The young quarterback has never been afraid to share what’s going on in his head. Over the last year-and-a-half, he’s talked about his love for meditation, dealing with depression in high school, ADHD, his reading list, how he’s sleeping in his college bed with a newborn at home, where he got his blue collar shirt that he wore after the game, his speech to his teammates before last week’s game and pretty much anything else that anything else that anyone has ever asked him to expand on.
He says it all with nods, smiles and a hint of “Nine.” There’s no corporate polish and in his mind, there is no chance that he’s losing that press conference.
“When the guys look at him, they see J.J. McCarthy being himself,” O’Connell said. “That’s all I’ve ever really thought quarterbacks in this league need to do. Much like a head coach, you have to be authentically yourself every single day, and he’s absolutely that. I think that’s what allows him to be ready for the moments in games where he’s answered the bell twice now and two divisional road games.”
After the win was peak “Nine.” The postgame video posted by the team showed McCarthy with a wild look in his eye as he broke down the team, finishing by screaming “like a dog in the street!” O’Connell said that he handed McCarthy a game ball and got out of the way.
It was the first time since the opening win against Chicago that the 2025 Vikings really looked like they were having fun.
“You feed you feed off of a guy like that,” Hockenson said. “Doesn’t matter how old he is, how young he is. He’s got more energy than a lot of us, though. It’s always fun to be out there with him.”
The Vikings will have to fuel off McCarthy’s energy through some tough opponents the rest of the way.
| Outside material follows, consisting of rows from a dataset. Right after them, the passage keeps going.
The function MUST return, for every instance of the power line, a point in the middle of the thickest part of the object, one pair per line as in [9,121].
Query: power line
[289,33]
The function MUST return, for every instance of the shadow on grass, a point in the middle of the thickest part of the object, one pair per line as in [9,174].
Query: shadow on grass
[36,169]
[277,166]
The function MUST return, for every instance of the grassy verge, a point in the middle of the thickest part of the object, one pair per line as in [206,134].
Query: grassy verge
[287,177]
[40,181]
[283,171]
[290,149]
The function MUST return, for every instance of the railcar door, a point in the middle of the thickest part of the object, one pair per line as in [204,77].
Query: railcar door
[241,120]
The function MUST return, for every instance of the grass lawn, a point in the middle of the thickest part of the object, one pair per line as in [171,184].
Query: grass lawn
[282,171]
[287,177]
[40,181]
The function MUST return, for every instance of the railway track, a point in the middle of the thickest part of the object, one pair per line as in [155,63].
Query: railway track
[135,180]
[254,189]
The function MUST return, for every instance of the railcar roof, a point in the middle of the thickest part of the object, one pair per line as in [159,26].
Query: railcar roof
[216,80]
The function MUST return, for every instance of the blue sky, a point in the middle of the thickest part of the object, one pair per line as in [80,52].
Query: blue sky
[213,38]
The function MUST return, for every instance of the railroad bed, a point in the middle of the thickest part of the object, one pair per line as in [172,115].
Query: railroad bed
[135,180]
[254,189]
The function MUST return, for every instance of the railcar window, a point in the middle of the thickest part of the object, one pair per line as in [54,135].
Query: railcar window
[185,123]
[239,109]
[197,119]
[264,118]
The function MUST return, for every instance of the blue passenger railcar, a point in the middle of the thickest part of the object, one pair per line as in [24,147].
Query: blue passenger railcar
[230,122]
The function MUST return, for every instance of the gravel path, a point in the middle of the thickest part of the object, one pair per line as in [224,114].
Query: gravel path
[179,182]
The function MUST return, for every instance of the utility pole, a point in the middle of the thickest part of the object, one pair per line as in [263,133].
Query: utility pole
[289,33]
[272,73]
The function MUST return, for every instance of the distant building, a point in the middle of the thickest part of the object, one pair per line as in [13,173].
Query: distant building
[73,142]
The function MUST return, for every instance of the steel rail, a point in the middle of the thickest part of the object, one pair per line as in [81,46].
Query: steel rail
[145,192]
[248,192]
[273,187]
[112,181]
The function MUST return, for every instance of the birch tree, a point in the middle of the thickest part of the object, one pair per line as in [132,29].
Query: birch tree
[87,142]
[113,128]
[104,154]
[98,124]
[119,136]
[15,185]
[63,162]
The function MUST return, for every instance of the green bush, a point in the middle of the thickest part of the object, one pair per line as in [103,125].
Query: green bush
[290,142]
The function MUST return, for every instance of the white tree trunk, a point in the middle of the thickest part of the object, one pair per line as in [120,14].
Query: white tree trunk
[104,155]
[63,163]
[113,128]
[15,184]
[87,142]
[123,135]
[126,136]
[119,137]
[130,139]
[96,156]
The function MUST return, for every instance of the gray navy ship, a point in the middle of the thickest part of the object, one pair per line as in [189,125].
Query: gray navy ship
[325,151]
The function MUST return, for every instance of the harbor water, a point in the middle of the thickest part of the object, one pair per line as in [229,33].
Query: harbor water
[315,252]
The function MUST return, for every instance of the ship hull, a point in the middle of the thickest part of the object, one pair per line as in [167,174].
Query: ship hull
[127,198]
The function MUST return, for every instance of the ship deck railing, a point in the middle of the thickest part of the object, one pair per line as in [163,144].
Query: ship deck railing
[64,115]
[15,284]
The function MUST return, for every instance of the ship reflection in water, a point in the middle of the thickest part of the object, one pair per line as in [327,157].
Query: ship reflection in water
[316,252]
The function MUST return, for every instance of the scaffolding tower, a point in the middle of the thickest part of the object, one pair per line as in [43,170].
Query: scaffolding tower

They play an unforgiving upcoming schedule, starting with Lamar Jackson’s Ravens, then Chicago, at Lambeau and then at Seattle.
Beating Detroit opened the door to the Vikings having a chance to reach the playoffs and with a nearly fully healthy roster now, it doesn’t seem all that far fetched.
McCarthy understands that as big as the Detroit win was and as much as his good vibes gave the season a surge of energy, it won’t mean much if it doesn’t continue.
“It was a big emotional win [against Detroit] but you have to turn that page,” McCarthy said. “You have to realize there’s so many great challenges, so many great football teams in the horizon, and we have to make sure we’re on it every single day.”